Behavioral and teaching styles range from the highly constructivist to the behaviorist end of the continuum. The desired outcome usually determines the method of delivery. For instance, a school struggling to meet standards, that is, they are in trouble, will often resort to a very rigid and behaviorist structure. Skill and drill. It just so happens schools that are in trouble tend to be low income schools. To continue, skill and drill is boring and not very engaging. There is little time to chase rabbits and nurture curiosity, in turn, bored, understimulated children become behavior problems (this is not the only cause for behavior problems, of course). And, this does not include just a small handful, say that 5% that actually are in need of authentic behavioral interventions; rather, the majority of the population becomes unruly. Multiply that by 10-12 years of constant understimulation, boredom, external behavioral measures that are often punitive, and you have a recipe for absolute dependence on an external force to dictate learning. In these cases the banking model of learning, a top down, teacher controlled model, becomes the only option. Curiosity has been killed. Independent learning lay barely breathing to the side.
At the other end of the spectrum, is the very loose and free constructivist model that allows for free exploration of one’s environment. These classrooms aren’t very intervention heavy as students often enter these educational environments with there needs already met. They enter school with exquisite vocabularies and myriad experiences. They’re not leaving one stressful environment and entering another. In such environments there is little perceived need for “harsh” external measures because, to be frank, the kids are already under control, as dictated by pre-existing social norms. Plus, parents wouldn’t stand for such measures in a school like this. Not to say that parents in other schools enjoy having their children treated like they are in a test/prison prep program.

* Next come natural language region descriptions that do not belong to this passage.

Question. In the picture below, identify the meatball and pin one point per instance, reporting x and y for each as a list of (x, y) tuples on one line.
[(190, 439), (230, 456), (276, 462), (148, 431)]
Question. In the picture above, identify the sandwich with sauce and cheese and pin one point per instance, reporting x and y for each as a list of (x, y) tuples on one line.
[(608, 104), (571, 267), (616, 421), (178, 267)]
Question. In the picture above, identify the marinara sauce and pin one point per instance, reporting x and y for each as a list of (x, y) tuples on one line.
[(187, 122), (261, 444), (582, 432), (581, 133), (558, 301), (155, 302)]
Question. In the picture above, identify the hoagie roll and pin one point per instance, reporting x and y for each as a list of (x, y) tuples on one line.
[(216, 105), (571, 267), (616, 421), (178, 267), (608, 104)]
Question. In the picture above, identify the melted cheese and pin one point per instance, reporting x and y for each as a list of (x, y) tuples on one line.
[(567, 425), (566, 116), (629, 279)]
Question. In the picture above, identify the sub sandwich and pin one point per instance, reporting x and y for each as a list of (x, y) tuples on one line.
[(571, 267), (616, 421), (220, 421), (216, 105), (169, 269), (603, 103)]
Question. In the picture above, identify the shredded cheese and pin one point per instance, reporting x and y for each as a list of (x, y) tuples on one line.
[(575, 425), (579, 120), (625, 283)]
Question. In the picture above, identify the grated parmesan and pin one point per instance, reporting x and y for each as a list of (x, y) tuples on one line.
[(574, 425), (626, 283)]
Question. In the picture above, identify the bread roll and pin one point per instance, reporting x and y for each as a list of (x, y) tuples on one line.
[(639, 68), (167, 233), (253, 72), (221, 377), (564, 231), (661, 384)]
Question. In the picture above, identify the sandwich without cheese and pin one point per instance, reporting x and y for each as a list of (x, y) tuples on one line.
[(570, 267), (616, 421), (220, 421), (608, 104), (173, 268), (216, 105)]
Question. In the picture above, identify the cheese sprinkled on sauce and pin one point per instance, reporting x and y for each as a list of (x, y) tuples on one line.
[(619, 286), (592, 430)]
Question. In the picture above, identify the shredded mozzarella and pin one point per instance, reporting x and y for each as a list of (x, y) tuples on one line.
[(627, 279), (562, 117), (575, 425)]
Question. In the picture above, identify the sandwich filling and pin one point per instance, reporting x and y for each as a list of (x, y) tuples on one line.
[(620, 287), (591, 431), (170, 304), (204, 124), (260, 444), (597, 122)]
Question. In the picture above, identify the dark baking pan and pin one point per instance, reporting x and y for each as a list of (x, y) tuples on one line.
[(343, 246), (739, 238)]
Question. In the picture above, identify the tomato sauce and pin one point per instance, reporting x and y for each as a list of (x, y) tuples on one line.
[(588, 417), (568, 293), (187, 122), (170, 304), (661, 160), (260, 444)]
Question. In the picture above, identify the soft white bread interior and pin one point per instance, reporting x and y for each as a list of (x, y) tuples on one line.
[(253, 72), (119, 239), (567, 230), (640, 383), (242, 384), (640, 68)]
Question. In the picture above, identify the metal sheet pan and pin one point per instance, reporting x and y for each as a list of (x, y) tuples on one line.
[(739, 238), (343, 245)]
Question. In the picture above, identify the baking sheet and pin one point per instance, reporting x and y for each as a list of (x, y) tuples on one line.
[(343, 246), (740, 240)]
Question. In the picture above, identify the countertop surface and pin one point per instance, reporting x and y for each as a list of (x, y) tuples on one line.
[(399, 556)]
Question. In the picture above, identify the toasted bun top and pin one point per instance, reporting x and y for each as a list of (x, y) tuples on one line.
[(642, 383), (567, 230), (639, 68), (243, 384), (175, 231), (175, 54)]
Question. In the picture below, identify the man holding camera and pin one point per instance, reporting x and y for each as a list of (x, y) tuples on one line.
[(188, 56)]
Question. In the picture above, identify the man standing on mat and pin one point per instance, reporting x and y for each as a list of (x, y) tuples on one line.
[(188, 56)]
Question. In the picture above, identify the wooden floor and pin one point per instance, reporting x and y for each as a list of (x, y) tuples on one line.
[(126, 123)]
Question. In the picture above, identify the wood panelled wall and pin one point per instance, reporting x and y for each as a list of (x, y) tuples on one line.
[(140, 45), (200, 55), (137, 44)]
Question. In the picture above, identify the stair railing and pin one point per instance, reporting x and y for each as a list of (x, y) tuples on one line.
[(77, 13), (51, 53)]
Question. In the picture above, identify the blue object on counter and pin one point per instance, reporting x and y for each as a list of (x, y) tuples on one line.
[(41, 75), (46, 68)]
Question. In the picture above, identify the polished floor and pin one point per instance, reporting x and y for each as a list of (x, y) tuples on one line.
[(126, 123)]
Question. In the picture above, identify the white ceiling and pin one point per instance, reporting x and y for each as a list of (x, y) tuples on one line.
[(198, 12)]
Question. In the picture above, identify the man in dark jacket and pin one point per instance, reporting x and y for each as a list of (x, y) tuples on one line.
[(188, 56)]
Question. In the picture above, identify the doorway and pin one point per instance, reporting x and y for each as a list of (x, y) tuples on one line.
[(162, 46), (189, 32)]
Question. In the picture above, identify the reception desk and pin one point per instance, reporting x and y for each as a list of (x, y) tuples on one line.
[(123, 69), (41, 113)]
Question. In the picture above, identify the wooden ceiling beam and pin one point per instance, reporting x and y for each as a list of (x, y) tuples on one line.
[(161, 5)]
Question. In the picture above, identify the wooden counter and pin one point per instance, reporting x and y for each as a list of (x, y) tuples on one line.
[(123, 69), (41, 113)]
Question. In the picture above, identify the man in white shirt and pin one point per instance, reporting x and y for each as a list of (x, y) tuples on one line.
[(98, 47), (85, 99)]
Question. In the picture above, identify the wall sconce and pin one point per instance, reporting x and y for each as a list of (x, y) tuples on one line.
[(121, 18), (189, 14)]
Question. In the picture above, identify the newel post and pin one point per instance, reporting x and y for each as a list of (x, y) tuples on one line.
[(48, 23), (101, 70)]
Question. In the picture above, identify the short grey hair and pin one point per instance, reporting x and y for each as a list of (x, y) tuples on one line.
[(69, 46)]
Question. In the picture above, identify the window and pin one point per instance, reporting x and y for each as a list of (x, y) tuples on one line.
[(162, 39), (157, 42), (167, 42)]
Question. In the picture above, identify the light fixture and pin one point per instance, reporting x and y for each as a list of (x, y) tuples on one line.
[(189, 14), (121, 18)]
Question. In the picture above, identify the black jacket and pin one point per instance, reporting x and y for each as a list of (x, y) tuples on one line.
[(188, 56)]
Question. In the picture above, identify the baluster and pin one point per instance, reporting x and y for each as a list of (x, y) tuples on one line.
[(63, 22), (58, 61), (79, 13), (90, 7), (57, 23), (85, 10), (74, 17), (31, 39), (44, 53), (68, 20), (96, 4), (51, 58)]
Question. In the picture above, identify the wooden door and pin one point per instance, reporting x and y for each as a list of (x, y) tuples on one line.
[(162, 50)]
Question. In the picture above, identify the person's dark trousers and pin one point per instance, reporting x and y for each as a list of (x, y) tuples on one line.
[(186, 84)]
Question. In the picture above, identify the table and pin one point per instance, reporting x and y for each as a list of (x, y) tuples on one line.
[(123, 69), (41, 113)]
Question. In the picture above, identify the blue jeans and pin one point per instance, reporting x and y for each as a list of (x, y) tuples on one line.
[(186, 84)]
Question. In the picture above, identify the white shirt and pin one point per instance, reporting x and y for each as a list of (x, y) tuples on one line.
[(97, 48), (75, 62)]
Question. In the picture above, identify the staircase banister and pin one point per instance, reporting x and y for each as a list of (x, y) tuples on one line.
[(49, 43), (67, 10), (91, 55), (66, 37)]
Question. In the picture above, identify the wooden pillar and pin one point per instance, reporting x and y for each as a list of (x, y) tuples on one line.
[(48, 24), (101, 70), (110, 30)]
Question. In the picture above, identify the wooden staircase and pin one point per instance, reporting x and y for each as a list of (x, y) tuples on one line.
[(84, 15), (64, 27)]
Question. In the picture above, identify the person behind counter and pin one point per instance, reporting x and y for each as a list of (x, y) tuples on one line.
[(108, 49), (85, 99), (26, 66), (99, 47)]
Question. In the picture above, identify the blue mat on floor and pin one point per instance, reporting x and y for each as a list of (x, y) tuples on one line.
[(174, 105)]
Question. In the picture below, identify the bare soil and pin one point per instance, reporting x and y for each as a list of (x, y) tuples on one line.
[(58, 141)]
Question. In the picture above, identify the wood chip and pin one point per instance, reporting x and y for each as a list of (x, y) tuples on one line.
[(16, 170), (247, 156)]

Schools that are struggling come with all sorts of subtle propaganda that is cleverly woven into the general consciousness of administration, teachers, parents, and students. Motivational meetings, assemblies, newspaper reports, parent contracts, zero tolerance, fear mongering, the general idea that “we have to work together to get our school out of trouble”, and so forth all run together into the message that the school and all its constituents are in a crisis. And, everything is justifiable during a crisis. This may not be the overt intent, and it probably isn’t deliberate, but this mentality allows for practices that are less than helpful to our students, teachers, communities, etc.
To name a few “harsh” practices I’ve encountered in these schools:
excessive corporal punishment, training students to respond to clickers (yes, dog clickers), removal of recess, removal of anything “fun”, i.e., music, art, and P.E., and making them rewards rather than activities factored into a regular day. I could go on. The point I am trying to make, and probably should have made with greater brevity, is that anything that looks, smells, or sounds like training is not the best practice in management or teaching. Students have a right to free will, critical consciousness, open discourse, and so forth.
If we simply train those in poverty, and nurture the wealthy, what do we have other than some revisiting of feudal society with a healthy touch of Huxleyan eugenics?
I submit styles of management and teaching affect the learner far beyond the content being taught.